# sending money to spain



## ezmerelda (Feb 17, 2014)

What's the best way to send money to spain. For example if I opened a santander account in England and a relative had a joint card in Spain can we put money in in England and they take money out in Spain or is there another way that's do able.


----------



## davexf (Jan 26, 2009)

Hi

For large amount (house buying amounts) using a currency dealer, for day to day living a debit card, but for long term bring money across using a currency dealer 

Davexf


----------



## ezmerelda (Feb 17, 2014)

So the Santander would work, it's just to send couple hundred here and there.


----------



## 90199 (Mar 21, 2010)

ezmerelda said:


> So the Santander would work, it's just to send couple hundred here and there.


Cheaper with a currency dealer.


----------



## ezmerelda (Feb 17, 2014)

Sorry New to all this. Hence all the questions. Is it the exchange rate that makes currency dealers better.


----------



## amespana (Nov 10, 2009)

Currency dealers by far the best choice.My favourite by far is Currency fair.I bought this morning at 1.26.01 to the pound.Transfer fee 3 Euros,this is the same whatever the amount.All done in a day.My Spanish bank(banesto Santander) charge nothing to receive the money.


----------



## thrax (Nov 13, 2008)

send all your money to me in brown, unmarked envelopes. I promise to look after it very carefully.... Oh, and the rumours that I am soon to move to Venezuela are completely false. How do I know this? Because I just said so, is how...


----------



## 90199 (Mar 21, 2010)

ezmerelda said:


> Sorry New to all this. Hence all the questions. Is it the exchange rate that makes currency dealers better.



Far better, they deal in huge amounts and therefor can afford to give a better rate. I wait until the rate is in my favour, then transfer a lump sum. The firm I use do not charge me commission, the money arrives the next day, and my Spanish bank does not charge either.


----------



## Kate Anda (Apr 3, 2014)

My family use Caxtons pre paid cards for travelling and living abroad. You can get a euro or dollar card and anyone can top it up, then you take the money from cash machine. No charges and great exchange rates, its saved us a fortune over the years.


----------



## Alcalaina (Aug 6, 2010)

ezmerelda said:


> What's the best way to send money to spain. For example if I opened a santander account in England and a relative had a joint card in Spain can we put money in in England and they take money out in Spain or is there another way that's do able.


You mean if your relative has an account with Banco Santander in Spain, and you use their card to withdraw euros over here? 

That should work. The sterling-to-euro exchange rate won't be as as good as with specialised exchange companies but for small amounts it's not going to save you much.

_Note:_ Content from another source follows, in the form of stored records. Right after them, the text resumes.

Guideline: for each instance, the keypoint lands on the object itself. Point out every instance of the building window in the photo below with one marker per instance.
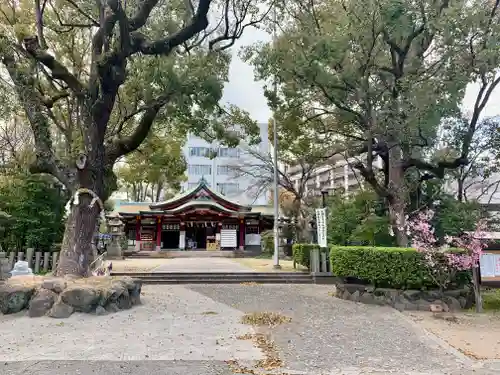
(199, 169)
(225, 152)
(199, 151)
(228, 187)
(224, 169)
(221, 152)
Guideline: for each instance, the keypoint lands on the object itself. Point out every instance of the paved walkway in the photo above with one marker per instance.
(189, 265)
(193, 330)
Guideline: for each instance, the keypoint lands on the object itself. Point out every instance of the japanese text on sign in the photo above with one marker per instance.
(321, 226)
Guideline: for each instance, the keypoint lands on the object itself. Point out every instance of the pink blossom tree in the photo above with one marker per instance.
(442, 263)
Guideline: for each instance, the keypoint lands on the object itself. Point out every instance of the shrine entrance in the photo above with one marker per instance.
(199, 235)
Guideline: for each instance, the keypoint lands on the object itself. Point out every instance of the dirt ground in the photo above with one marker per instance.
(266, 265)
(137, 265)
(476, 335)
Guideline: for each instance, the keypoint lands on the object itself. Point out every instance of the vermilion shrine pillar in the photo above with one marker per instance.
(137, 233)
(158, 233)
(242, 234)
(182, 236)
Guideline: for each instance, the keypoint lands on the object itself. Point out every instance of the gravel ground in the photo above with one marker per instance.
(192, 330)
(174, 323)
(202, 265)
(328, 334)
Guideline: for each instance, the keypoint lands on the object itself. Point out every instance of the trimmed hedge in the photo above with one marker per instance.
(390, 267)
(301, 253)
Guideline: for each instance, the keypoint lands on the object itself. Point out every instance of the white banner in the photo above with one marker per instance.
(321, 226)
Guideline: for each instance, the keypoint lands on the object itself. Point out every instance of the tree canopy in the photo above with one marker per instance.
(91, 79)
(377, 78)
(155, 170)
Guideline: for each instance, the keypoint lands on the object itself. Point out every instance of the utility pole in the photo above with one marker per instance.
(276, 231)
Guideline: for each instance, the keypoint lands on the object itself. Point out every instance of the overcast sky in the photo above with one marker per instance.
(247, 94)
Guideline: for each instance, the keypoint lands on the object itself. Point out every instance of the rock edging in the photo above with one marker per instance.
(452, 300)
(60, 297)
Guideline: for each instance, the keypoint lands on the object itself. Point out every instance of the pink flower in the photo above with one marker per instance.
(424, 241)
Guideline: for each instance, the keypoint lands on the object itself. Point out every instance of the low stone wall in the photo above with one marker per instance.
(452, 300)
(60, 297)
(4, 266)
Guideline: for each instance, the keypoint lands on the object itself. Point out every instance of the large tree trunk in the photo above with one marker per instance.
(76, 250)
(397, 202)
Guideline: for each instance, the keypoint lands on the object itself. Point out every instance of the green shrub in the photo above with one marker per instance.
(301, 253)
(267, 242)
(390, 267)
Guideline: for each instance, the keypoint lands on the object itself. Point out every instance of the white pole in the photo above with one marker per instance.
(275, 167)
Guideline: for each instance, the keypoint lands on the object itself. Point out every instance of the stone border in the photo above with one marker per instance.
(421, 300)
(60, 297)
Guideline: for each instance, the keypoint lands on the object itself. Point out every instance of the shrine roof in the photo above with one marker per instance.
(199, 194)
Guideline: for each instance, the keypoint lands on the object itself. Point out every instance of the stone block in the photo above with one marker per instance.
(80, 297)
(423, 305)
(439, 305)
(410, 306)
(60, 310)
(463, 302)
(21, 269)
(355, 296)
(100, 311)
(14, 298)
(346, 295)
(351, 288)
(368, 299)
(453, 303)
(411, 295)
(55, 285)
(399, 306)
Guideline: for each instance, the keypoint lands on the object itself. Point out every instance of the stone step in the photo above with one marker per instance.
(225, 281)
(236, 275)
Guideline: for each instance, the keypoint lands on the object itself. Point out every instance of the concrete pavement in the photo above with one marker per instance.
(193, 330)
(192, 265)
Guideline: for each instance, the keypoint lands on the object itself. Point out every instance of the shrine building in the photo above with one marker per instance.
(198, 219)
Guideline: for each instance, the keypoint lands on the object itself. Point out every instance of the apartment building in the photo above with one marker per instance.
(214, 161)
(336, 173)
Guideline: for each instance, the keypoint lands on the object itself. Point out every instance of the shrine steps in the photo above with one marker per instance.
(182, 254)
(221, 277)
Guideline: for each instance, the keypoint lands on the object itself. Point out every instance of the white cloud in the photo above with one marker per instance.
(242, 90)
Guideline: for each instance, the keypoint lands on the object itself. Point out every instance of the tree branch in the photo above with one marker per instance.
(121, 146)
(58, 70)
(165, 46)
(46, 162)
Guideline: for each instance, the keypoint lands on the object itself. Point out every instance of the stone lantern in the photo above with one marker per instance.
(115, 227)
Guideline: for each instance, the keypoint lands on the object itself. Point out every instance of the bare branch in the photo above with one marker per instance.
(58, 70)
(122, 146)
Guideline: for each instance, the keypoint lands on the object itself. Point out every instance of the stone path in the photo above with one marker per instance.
(189, 265)
(192, 330)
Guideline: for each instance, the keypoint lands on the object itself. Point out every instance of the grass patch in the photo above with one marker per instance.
(266, 318)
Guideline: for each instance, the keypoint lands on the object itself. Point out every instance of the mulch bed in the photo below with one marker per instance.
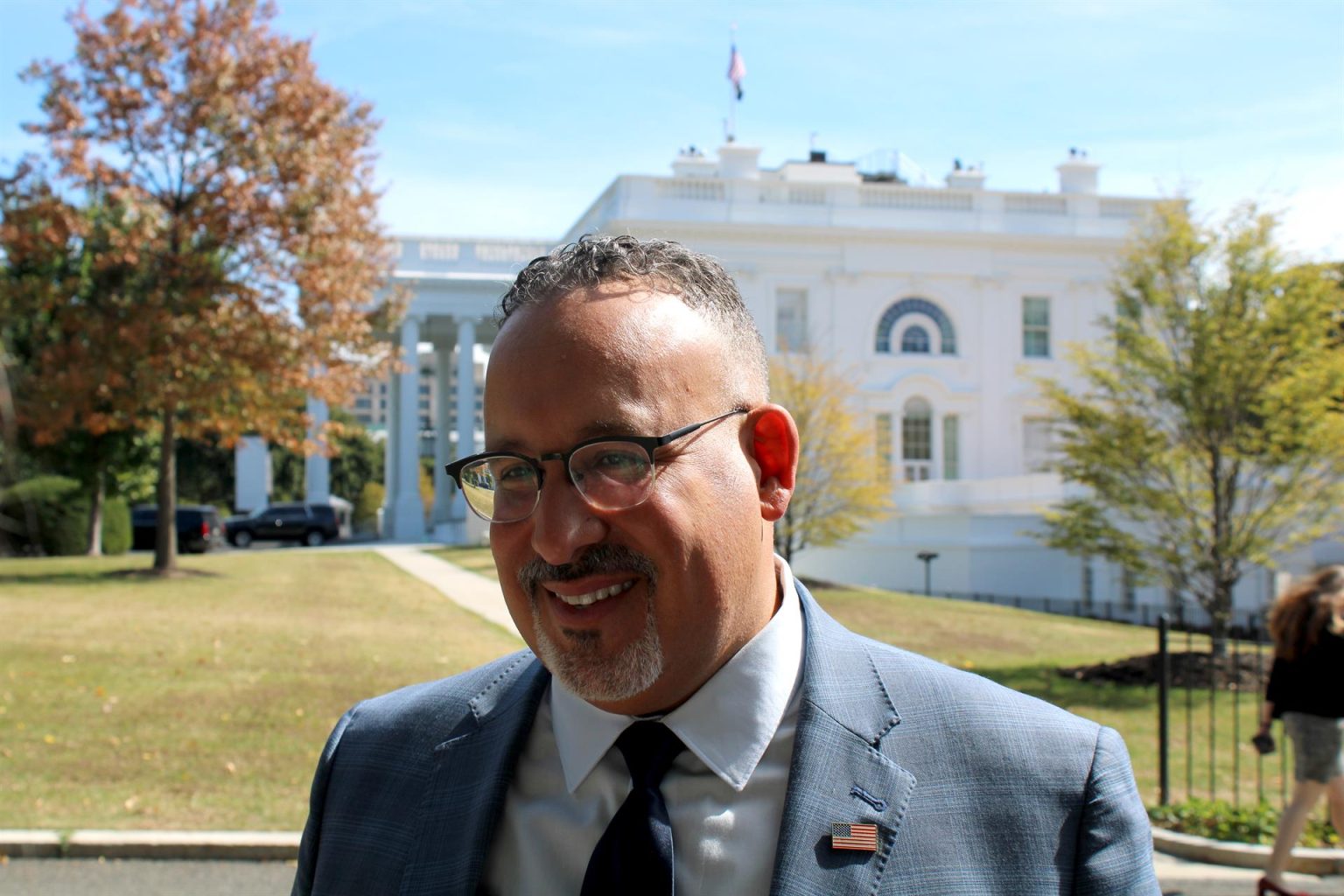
(1190, 669)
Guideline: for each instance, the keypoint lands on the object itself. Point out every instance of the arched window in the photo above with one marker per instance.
(947, 335)
(914, 340)
(917, 439)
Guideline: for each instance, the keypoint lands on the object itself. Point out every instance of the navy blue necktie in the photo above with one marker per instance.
(634, 855)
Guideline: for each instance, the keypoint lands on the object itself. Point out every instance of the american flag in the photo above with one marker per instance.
(737, 70)
(854, 837)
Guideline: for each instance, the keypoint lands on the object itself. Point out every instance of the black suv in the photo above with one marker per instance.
(200, 528)
(312, 524)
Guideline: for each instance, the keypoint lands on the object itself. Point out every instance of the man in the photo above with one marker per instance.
(634, 472)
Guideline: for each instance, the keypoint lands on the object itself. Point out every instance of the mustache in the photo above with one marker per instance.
(596, 560)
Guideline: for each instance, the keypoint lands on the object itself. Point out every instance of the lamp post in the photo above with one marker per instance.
(928, 557)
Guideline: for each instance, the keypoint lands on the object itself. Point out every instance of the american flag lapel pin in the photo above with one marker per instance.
(862, 837)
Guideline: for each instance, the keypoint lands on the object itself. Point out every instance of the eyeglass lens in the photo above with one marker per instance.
(612, 476)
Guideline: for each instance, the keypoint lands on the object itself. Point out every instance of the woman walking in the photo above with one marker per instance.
(1306, 690)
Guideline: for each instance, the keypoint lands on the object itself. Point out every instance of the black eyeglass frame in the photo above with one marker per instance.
(648, 442)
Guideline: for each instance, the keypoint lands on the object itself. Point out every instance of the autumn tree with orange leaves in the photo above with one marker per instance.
(240, 261)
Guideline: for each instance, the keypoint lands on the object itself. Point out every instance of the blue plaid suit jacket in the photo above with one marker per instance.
(975, 788)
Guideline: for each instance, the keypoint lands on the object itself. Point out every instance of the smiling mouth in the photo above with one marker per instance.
(593, 597)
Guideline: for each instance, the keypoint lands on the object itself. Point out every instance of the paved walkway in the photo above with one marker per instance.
(476, 592)
(208, 863)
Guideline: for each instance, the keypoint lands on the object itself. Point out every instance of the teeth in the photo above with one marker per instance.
(593, 597)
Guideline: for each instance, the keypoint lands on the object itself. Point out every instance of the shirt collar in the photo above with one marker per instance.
(727, 723)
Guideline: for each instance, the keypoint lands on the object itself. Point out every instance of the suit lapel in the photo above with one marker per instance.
(468, 782)
(837, 773)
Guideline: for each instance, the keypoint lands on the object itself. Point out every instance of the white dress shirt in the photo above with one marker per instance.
(724, 793)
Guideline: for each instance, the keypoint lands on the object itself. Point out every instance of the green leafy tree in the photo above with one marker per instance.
(1208, 430)
(840, 486)
(248, 233)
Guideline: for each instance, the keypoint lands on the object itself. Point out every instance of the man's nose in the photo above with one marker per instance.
(564, 522)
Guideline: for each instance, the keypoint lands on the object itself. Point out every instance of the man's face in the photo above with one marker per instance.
(632, 609)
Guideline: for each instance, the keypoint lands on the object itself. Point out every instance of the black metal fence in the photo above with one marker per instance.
(1208, 708)
(1145, 614)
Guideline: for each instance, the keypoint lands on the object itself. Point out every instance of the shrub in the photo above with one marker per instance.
(116, 526)
(365, 514)
(52, 516)
(1249, 823)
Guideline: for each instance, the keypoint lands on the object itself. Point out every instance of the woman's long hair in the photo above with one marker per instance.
(1301, 612)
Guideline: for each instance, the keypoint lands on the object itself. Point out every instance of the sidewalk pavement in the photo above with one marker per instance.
(1186, 866)
(1178, 876)
(476, 592)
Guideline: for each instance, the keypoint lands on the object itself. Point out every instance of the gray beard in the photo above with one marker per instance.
(599, 679)
(579, 664)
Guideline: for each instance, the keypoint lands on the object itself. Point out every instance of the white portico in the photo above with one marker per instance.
(454, 289)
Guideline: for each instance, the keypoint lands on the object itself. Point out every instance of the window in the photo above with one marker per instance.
(917, 441)
(1035, 326)
(914, 341)
(887, 326)
(790, 320)
(883, 437)
(1037, 444)
(950, 448)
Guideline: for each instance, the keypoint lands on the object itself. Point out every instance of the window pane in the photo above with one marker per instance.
(915, 341)
(950, 448)
(1035, 326)
(915, 438)
(790, 320)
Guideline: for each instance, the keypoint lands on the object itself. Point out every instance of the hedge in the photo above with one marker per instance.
(58, 512)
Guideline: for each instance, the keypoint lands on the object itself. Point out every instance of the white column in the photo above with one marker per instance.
(466, 406)
(466, 388)
(318, 466)
(444, 489)
(388, 457)
(408, 511)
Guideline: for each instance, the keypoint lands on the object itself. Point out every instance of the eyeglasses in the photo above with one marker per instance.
(611, 473)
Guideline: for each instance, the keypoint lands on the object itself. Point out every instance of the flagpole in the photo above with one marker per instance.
(732, 88)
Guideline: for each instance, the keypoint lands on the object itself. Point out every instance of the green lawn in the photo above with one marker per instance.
(1025, 650)
(202, 702)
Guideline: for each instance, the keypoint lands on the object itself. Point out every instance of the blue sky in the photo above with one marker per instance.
(507, 118)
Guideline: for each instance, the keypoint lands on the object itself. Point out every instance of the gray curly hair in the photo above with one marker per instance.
(697, 280)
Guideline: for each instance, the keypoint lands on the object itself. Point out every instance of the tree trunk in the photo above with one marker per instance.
(1221, 615)
(165, 536)
(95, 514)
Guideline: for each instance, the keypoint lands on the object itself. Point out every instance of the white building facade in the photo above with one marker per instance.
(947, 303)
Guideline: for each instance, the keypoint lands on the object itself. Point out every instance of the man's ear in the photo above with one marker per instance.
(774, 448)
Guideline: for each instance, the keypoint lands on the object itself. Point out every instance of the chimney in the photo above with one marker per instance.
(1077, 175)
(965, 178)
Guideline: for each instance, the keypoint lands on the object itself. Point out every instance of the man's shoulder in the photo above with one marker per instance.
(927, 692)
(437, 708)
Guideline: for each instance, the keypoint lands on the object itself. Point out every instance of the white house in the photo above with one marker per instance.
(947, 300)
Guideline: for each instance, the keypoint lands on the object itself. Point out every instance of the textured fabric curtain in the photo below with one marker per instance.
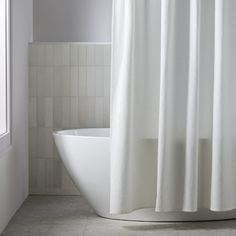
(173, 123)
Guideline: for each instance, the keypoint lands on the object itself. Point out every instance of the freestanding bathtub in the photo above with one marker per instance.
(86, 155)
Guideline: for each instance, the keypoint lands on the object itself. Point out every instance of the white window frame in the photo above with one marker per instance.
(5, 139)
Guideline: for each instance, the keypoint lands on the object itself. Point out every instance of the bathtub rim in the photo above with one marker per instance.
(85, 133)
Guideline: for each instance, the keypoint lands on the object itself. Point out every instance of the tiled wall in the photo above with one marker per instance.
(69, 87)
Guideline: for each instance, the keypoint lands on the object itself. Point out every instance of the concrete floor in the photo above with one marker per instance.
(72, 216)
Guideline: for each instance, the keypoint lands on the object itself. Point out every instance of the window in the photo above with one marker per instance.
(4, 75)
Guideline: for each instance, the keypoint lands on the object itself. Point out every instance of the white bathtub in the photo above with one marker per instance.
(86, 155)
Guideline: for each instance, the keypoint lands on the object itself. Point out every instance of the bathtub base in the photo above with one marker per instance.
(149, 215)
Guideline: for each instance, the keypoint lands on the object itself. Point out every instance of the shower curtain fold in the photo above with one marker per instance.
(172, 112)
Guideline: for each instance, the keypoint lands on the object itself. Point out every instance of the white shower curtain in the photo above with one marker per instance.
(173, 123)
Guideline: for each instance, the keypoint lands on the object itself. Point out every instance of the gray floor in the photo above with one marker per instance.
(72, 216)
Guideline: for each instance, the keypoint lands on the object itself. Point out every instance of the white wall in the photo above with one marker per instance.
(72, 20)
(69, 89)
(14, 162)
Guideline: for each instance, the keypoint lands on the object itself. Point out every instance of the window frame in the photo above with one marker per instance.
(5, 139)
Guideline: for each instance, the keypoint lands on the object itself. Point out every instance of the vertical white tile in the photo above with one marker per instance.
(36, 55)
(33, 173)
(32, 81)
(56, 154)
(82, 55)
(61, 81)
(33, 142)
(41, 172)
(45, 142)
(61, 112)
(57, 173)
(99, 55)
(107, 81)
(107, 55)
(82, 81)
(49, 173)
(61, 54)
(90, 81)
(74, 113)
(53, 173)
(91, 113)
(99, 112)
(32, 112)
(45, 81)
(83, 108)
(48, 53)
(99, 81)
(74, 54)
(74, 75)
(90, 55)
(106, 112)
(45, 111)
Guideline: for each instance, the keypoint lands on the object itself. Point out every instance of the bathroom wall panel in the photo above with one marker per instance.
(69, 87)
(72, 20)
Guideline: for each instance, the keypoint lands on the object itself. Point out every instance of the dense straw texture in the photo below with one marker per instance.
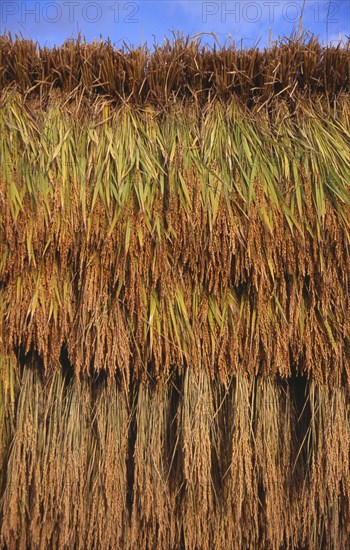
(174, 297)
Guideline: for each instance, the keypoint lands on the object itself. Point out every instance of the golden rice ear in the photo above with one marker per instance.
(174, 296)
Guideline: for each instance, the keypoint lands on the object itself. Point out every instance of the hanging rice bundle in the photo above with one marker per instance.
(174, 296)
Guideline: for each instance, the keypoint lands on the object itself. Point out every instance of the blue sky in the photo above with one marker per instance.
(136, 22)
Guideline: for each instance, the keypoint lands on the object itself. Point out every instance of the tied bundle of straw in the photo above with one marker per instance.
(174, 296)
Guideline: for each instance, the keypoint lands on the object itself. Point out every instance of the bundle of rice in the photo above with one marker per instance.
(174, 296)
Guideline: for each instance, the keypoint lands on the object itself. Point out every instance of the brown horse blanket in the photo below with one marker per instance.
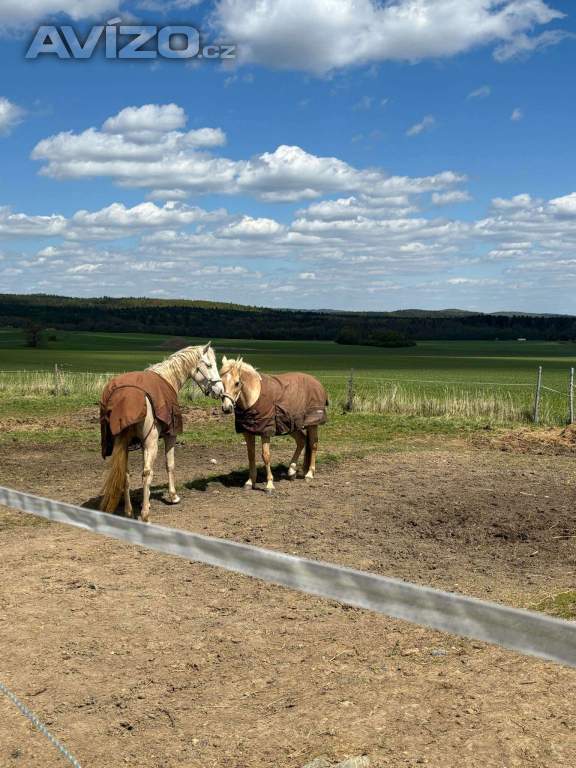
(123, 403)
(288, 402)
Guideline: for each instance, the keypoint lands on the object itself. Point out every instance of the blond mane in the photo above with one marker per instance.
(178, 367)
(240, 365)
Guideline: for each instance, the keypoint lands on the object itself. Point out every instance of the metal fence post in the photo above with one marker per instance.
(571, 398)
(536, 415)
(350, 397)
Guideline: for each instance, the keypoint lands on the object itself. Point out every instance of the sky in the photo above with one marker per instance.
(353, 154)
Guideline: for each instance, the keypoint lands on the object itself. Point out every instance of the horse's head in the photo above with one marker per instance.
(206, 374)
(231, 373)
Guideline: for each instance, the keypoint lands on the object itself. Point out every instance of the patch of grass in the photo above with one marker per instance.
(435, 388)
(562, 605)
(11, 520)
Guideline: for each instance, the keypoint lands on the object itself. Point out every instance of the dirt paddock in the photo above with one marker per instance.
(145, 660)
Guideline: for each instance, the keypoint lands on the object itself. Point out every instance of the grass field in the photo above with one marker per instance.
(445, 385)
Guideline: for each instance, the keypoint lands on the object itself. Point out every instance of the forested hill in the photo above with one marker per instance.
(206, 318)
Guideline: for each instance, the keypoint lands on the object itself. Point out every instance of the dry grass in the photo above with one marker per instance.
(446, 401)
(41, 384)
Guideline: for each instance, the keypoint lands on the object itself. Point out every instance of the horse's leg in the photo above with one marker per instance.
(266, 460)
(251, 448)
(127, 502)
(169, 443)
(300, 439)
(151, 433)
(311, 451)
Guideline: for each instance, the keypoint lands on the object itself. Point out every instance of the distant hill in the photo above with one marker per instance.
(183, 317)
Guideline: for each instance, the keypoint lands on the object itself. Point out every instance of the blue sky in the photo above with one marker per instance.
(355, 155)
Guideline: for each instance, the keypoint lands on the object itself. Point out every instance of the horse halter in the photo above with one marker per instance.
(207, 383)
(233, 398)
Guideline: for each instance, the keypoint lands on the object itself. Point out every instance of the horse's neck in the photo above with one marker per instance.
(175, 371)
(251, 388)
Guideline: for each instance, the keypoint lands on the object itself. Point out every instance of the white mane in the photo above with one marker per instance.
(178, 367)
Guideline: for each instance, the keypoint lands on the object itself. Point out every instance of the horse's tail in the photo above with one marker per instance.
(116, 479)
(307, 452)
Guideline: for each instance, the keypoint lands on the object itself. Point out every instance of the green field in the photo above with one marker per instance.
(433, 386)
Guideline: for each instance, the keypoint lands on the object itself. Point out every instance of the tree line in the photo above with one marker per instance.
(189, 318)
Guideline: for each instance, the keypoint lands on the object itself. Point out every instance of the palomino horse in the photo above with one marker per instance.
(288, 404)
(143, 406)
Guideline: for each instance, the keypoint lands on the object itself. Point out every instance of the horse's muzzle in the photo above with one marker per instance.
(217, 389)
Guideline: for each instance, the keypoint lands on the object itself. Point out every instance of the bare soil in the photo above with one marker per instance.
(139, 659)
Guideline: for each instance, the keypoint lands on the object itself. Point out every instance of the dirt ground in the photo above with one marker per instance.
(139, 659)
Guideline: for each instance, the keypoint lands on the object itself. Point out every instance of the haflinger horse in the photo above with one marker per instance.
(287, 404)
(139, 408)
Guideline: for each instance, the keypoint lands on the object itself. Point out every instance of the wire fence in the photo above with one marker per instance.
(496, 402)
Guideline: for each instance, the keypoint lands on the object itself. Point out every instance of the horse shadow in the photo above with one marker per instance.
(236, 478)
(157, 493)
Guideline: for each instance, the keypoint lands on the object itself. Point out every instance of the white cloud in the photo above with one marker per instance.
(117, 221)
(524, 45)
(480, 93)
(364, 103)
(172, 160)
(10, 115)
(323, 35)
(249, 227)
(166, 6)
(15, 12)
(565, 206)
(518, 201)
(447, 198)
(424, 125)
(150, 119)
(22, 225)
(348, 252)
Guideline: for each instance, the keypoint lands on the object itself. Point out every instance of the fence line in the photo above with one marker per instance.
(529, 633)
(37, 723)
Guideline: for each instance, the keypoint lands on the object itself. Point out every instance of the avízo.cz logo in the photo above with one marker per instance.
(126, 41)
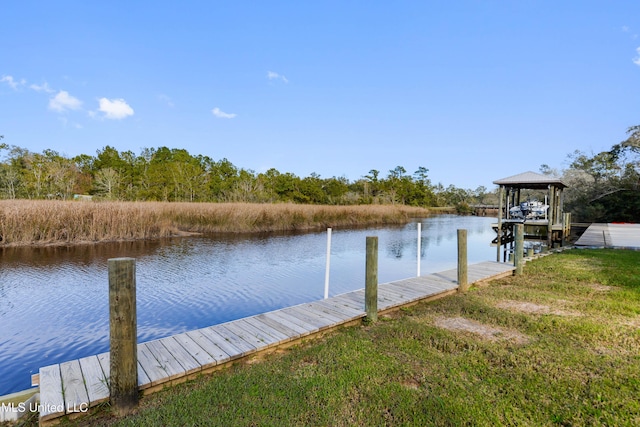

Alternatively get one of those pre-paid cards that you load up before you come and then just use it in any Spanish ATM.


----------



## ezmerelda (Feb 17, 2014)

Alcalaina, yes that's what I would like,, although we live England and they live spain. We would like to send small amounts to them and via santander would be good, but the pre pay card sounds a good option.


----------